I didn't set out to buy a set of encyclopaedias. I mean, why would anyone want a bulky source of fifty-six-year-old information, half of which is now hopelessly outdated?
The rapid changes that take place in the modern world have made it impossible for encyclopaedias to stay current.
The internet has made them completely unnecessary.
So why did I buy a set of encyclopaedias?
Well, it started with a chair.
Or perhaps it really started with my love of old things.
A psychologically savvy person might say that, as I age, I'm trying to convince myself that old things have just as much worth as perfect, shiny, new things.
My husband, the Great Dane, might say that I've lost the plot.
But I would say that I love old things because they have a solidity, a beauty and a history that new things simply do not have.
The history, especially, is what sucks me in. I love to imagine the stories behind old objects.
Take this hot water pot, for instance.
I bought it at the op shop a few years ago because, as soon as I laid eyes on it, I saw a whole world of CWA gatherings taking place around it.
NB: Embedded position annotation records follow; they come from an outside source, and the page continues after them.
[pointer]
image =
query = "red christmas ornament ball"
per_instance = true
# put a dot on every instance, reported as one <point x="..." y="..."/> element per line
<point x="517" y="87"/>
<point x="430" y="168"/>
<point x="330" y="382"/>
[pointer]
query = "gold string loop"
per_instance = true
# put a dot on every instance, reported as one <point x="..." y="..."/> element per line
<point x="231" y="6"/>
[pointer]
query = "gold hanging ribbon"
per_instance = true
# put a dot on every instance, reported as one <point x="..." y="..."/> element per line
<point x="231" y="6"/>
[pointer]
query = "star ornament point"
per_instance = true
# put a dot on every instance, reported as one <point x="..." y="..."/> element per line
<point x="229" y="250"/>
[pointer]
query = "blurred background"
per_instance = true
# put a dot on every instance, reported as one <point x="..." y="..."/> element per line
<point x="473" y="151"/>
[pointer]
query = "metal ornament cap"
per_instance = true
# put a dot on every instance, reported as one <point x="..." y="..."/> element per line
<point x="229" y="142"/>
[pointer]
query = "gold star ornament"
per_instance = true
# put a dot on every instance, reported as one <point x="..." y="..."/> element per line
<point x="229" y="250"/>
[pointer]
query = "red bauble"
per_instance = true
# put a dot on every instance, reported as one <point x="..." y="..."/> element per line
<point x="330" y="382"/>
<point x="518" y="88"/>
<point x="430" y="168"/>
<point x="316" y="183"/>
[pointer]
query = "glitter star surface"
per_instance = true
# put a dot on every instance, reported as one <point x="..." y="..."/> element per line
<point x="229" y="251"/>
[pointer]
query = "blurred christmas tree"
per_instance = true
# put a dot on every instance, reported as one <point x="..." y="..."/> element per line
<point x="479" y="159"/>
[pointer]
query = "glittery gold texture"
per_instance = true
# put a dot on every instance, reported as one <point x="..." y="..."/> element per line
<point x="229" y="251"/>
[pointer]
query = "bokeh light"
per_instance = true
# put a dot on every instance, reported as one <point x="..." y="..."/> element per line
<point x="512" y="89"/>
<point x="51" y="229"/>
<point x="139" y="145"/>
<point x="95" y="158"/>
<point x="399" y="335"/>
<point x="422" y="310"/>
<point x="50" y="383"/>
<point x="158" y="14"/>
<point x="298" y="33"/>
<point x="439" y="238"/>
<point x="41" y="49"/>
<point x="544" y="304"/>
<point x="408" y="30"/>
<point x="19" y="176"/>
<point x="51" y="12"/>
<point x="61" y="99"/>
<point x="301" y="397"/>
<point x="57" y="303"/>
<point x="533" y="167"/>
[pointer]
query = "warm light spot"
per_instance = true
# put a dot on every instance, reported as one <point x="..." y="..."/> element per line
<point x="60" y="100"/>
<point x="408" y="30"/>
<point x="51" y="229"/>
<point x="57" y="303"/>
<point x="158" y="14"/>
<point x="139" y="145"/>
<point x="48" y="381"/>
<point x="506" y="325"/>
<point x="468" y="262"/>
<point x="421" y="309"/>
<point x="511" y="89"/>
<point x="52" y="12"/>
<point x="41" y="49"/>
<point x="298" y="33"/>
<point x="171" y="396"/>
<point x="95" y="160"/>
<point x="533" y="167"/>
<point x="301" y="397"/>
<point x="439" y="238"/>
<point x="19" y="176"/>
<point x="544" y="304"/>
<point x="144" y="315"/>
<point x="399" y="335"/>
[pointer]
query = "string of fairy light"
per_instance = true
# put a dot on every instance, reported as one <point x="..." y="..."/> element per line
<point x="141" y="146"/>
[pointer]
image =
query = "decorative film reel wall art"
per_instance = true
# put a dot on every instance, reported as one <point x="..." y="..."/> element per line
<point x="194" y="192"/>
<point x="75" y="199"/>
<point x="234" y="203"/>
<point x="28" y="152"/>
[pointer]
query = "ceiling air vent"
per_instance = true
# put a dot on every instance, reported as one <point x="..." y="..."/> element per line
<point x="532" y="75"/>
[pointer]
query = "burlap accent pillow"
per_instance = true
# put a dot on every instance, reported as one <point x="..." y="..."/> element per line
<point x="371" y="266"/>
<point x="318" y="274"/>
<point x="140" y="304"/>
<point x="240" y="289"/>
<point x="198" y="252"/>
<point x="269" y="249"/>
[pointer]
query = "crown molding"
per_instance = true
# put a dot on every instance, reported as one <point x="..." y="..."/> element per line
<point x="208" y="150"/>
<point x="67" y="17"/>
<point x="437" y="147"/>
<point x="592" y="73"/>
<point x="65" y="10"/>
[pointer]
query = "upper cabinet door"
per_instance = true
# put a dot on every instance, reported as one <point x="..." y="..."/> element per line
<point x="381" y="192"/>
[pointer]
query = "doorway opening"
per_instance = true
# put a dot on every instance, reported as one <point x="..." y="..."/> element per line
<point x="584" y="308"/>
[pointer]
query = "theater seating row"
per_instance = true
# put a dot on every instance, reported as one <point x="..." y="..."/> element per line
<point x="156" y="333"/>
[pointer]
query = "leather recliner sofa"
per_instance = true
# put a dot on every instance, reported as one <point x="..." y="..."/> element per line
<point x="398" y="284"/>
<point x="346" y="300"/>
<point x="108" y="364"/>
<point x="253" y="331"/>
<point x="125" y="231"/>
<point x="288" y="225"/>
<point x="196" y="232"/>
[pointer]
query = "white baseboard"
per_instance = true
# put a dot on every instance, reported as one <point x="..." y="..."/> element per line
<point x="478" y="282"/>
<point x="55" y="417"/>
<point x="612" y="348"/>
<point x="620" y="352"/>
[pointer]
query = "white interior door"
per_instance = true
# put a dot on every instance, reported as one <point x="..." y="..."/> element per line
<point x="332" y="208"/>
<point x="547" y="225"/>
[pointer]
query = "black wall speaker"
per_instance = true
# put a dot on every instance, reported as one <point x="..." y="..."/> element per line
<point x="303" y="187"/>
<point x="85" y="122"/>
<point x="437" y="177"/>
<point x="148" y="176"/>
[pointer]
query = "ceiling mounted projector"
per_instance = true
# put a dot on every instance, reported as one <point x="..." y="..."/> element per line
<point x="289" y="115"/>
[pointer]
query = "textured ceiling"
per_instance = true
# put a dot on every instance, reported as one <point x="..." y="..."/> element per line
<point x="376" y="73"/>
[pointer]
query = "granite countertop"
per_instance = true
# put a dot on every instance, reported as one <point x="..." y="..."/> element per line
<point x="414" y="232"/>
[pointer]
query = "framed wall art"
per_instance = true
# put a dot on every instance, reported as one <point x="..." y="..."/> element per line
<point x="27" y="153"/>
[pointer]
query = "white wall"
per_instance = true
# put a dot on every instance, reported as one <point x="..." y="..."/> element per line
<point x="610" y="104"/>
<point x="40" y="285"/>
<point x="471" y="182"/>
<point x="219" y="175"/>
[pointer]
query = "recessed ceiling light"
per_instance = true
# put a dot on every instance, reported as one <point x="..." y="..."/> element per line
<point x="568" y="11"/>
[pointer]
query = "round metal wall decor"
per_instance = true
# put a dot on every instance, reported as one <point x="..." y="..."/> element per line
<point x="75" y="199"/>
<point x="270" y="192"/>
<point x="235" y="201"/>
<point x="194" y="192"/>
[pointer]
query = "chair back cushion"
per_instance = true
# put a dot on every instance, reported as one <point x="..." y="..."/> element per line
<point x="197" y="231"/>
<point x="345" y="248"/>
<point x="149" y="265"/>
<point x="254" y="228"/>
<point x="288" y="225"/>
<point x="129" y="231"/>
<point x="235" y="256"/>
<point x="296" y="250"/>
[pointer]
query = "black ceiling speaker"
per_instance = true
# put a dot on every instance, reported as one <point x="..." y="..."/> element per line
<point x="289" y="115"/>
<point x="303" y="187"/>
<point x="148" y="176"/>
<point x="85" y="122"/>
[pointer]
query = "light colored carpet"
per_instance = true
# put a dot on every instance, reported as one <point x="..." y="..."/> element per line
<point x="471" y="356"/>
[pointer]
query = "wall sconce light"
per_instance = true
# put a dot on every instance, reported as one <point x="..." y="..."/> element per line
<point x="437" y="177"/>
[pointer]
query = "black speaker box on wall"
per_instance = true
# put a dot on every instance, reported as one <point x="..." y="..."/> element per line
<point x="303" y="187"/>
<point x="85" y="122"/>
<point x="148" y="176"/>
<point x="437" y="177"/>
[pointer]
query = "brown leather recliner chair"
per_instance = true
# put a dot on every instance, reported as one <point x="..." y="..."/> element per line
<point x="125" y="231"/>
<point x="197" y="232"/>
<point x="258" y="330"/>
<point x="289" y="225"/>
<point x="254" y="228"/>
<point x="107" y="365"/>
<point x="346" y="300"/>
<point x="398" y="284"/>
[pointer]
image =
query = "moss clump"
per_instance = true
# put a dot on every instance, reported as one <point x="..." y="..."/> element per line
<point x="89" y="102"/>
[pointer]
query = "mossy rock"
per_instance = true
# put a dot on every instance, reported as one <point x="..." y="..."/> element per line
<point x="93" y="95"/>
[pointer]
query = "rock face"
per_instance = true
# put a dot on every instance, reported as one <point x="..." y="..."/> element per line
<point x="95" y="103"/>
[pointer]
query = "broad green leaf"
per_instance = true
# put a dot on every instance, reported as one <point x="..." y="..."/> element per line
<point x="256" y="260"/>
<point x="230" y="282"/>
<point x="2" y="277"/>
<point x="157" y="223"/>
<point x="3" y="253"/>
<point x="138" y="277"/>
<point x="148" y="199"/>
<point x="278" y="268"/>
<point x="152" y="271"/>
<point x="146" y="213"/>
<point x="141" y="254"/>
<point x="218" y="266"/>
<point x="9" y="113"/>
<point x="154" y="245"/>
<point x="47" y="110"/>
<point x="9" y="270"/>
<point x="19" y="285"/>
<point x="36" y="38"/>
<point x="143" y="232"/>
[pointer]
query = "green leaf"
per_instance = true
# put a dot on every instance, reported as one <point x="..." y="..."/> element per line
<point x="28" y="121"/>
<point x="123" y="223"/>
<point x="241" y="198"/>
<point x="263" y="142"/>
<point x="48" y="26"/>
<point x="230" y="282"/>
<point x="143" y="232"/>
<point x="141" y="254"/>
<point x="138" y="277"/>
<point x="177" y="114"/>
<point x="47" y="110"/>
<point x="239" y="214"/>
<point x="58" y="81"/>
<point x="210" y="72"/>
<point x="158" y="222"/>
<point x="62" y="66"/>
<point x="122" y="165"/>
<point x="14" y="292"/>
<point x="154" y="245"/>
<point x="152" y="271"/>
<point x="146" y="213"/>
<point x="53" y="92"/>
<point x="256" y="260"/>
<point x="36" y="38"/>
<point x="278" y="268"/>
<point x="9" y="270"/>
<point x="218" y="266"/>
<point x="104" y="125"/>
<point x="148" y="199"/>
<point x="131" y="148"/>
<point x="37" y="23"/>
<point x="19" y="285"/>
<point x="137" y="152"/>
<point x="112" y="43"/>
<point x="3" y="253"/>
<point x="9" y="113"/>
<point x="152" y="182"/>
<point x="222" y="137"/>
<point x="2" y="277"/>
I pictured a large, sunny, slightly dusty country hall, filled with trellis tables and those funny old metal seats with the curved backs. The tables were covered in white linen cloths and laden with scones, sponge cakes, lamingtons, Anzac bickies and chocolate slices.
Seated around the tables were ladies with names like Alice and Maude and Betty, dressed in their Sunday best, handbags in laps, lipstick and powder slightly too thick, smiling and laughing and catching up on the week's news. Back and forth between the tables bustled several plump ladies - Lorna, Jean and Marg. They wore floral aprons and carried giant teapots with which they filled the other ladies' cups.
My op shop pot was there, of course, being carried about by a blustery woman named Deidre. Deidre's forehead was sweaty but her smile was soft. She leaned over people's shoulders, saying, 'A bit of hot water to weaken that tea, love? It's a bit stewy after sitting in the pot.'
And the ladies at the table smiled and nodded and tittered about the date scones, promising to save one for Deidre when she finally sat down and joined them because, my word, wasn't she a worker and what would the CWA do without her?
All this from one plain old pot.
Old picnic sets, thermoses, hats with veils, fox-skin shawls, ancient lawn bowls, wooden tennis rackets, knitted dolls, Scrabble sets with wooden letters, typewriters, pigeon holes ripped from office walls - they all draw me away into a land of imagined stories ...
Or perhaps they are real stories...
Oh my goodness. I hadn't thought of that until now!
|Freckles - knitted by my mum almost fifty years ago.|
|Ready to type my tax return.|
I'm thinking of starting a movement to have them removed from op shops and second hand stores across the nation.
They seem too personal, too intimate.
I'm afraid they're going to reveal secrets that their owner hoped would remain forever hidden. Unfulfilled ambitions, unspoken crushes, long lost loves, bedroom secrets.
I blush and feel inclined to weep every time I walk by a brush and mirror set.
The silver ones and the Bakelite ones are bad enough, but those with fine embroidered backings covered in glass are the end of me.
Then there are old books.
This one (above), a three dollar bargain discovered recently in Melbourne, has turned out to be one of the best books I have ever read. The character descriptions are fabulous. I haven't laughed so hard while reading in a long time.
And I've since discovered that Constance E. Maud was a heroine of the Suffragettes.
I'll be spending more time with Constance, if I can just get my paws on more of her books.
And then there are the treasures one sometimes finds tucked into old books. Look at these two beauties below. I'm still pondering what to do with them.
|From an old school banking poster or bank book?|
Let that be a lesson to all you would-be vandals!
So the long and the short of it is that I love old things. Especially quirky old things.
Which takes me back to the encyclopaedias.
I found a beautiful old chair on Bendigo Buy, Swap and Sell and headed off to make the transaction.
|Solid and elegant - and it has a home-cut Masonite |
seat. The stories this chair could tell
- and probably will when I sit and listen.
'Make an offer. We can't get rid of them.'
So I did.
And they got rid of them.
And now I have a world of outdated knowledge crammed into my book nook.
Turns out the Great Dane is fascinated, despite his initial scoffings and eye-rollings...
So to finish, I'll share a few gems that I have gleaned from spending time with my old wonder (the Encyclopaedia Britannica from 1962, not the husband from 1961!)...
|An albino giraffe - beautiful!|
Death receives lengthy mention, but Danish pastries do not get a single line of acknowledgement. Even the Cuban tree snail gets its shell displayed, so why not the Danish pastry?
China has a population of less than 600 million. I read it just now so it must be true.
The fact that sarsaparilla and sorcery share a volume just tickles my fancy. Hope it does yours, too.